Alors que l’Assemblée nationale a adopté le 27 janvier dernier un amendement au projet de loi organique relatif à l’application des articles 34-1, 39 et 44 de la Constitution prévoyant que le dépôt d'un projet de loi devait être accompagné d'une étude d'impact évaluant les conséquences en termes d’égalité entre les femmes et les hommes, le Sénat a refusé le 18 février d’adopter cette disposition.

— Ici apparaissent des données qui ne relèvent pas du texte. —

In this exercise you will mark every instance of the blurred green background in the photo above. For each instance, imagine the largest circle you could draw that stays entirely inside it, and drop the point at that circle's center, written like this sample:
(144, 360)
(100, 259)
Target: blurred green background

Grâce à un amendement déposé par Mme Marie-Jo Zimmerman (Présidente de la délégation aux droits des femmes) et M. Guy Geoffroy, adopté par la Commission des lois, avec l’avis favorable de son Président et Rapporteur M. Jean-Luc Warsmann, l’article 7 prévoyait avant son passage au Sénat que
« Pour chaque catégorie d'administrations publiques et de personnes physiques et morales intéressées, ils [les documents d’études d’impact] estiment les conséquences économiques, financières, sociales et environnementales des dispositions législatives proposées et en analysent l'impact en termes d'égalité entre les femmes et les hommes. ».

Cette disposition saluée à l’Assemblée comme une véritable avancée vers le passage d’une égalité de principe à une égalité réelle, a rencontré l’opposition de la Commission des Lois du Sénat jugeant qu’en la matière il suffisait de s’en remettre à l’appréciation du Parlement. Malgré l’initiative de Mme Michèle André (Présidente de la délégation aux droits des femmes du Sénat), représentée par M. Yannick Bodin en séance, cette disposition a été rejetée.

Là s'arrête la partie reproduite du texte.